以下、この被告コメントがどのような理由で出されたのか、法的な観点から推測してみようと思います。
民事訴訟では一般に、判決が確定した場合、その結果に拘束されるのは裁判の当事者のみであり、判決文の主文(結論)にその拘束内容が記載されています。そこで、このことを本件事例に当て嵌めてみます。本件での主文は、被告に対してのみ製造販売を差し止める内容でしたので、ワープロソフトのユーザーに対しては、次のように整理できます。①ソフトのユーザーには判決の効力は及びません。②ソフトの使用を禁止してはいません。③被告が控訴したので、この判決はまだ確定していません。さらに、本訴訟の前提として特許法があるので、次が付け加わります。④特許権の効力は「業として」の場合に限られます。これらの4点のいずれからも、本ワープロソフトが特許侵害品であってもこれを個人的に家庭内で使用するのであれば侵害の問題は生じません。以上が、冒頭で述べた被告コメントの出された根拠であると考えられます。

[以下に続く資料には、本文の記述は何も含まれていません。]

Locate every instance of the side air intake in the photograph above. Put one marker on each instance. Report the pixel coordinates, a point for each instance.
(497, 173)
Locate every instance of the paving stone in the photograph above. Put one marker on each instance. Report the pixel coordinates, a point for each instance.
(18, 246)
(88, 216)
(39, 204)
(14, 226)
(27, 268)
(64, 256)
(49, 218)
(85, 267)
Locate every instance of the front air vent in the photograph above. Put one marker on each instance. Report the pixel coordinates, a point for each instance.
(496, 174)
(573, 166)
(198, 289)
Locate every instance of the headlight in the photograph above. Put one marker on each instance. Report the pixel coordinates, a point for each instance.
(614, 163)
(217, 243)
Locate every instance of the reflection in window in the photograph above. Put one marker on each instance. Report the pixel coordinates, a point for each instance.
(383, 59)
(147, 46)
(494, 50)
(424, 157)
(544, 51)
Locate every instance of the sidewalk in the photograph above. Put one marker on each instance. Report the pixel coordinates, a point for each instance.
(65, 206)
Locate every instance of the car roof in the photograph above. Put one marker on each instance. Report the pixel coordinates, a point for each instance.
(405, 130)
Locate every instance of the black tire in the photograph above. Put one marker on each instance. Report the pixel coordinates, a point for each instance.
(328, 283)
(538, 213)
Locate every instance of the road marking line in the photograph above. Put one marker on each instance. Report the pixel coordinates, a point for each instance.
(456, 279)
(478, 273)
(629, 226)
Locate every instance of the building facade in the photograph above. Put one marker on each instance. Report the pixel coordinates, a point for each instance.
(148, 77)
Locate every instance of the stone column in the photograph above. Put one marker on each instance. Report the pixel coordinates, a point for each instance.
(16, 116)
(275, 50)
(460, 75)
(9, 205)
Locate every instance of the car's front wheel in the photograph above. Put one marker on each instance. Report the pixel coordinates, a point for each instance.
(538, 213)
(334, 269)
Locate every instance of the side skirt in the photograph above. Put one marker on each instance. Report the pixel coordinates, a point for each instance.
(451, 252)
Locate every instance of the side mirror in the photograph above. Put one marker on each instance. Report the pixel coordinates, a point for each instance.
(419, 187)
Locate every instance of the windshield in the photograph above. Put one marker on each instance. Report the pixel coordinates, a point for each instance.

しかし、本当に、このワープロソフトのユーザーには迷惑がかからないとしても良いのでしょうか。判決文中には被告ソフトが特許権を侵害していることは明記されています。であれば、このワープロソフトを会社内で仕事として使用している場合はどうでしょうか。会社の業務上の使用行為は「業として」の要件に該当するので、侵害となるはずです。原告が別途企業ユーザーに対して本件と同じ訴訟を提起すれば、実質的に同じ理由によってソフトの使用禁止の判決を得ることが出来るでしょう。そうすると、冒頭のコメントは法律論的には、判決が確定していないことだけを理由とした一時的なもののように思えます。
以上を踏まえると、冒頭のコメントは、いささか冗長になりますが、「現時点では判決が確定していませんので、控訴して敗訴するまでは判決には強制力がありません。控訴審で敗訴して判決が確定した場合、当社のソフト販売は特許権侵害となりますが、既に購入した者が、家庭内でそのソフトを使用しても侵害の問題は生じませんが、会社内で使用する行為は侵害となります。」とすると、少し法的に正確な表現となったのではないかと思います。もっとも、被告は、いざとなったら原告からライセンスを受け金銭的解決を図る覚悟で冒頭のコメントを出したとすれば納得できます。
その後、「被告は、新バージョンには問題の機能を搭載したまま販売した。」とか、「ヘルプ機能の絵を取り除いた変更ソフトを提供する予定である。」との報道に接しました。今後どのように紛争が解決されるのか注目されるところです。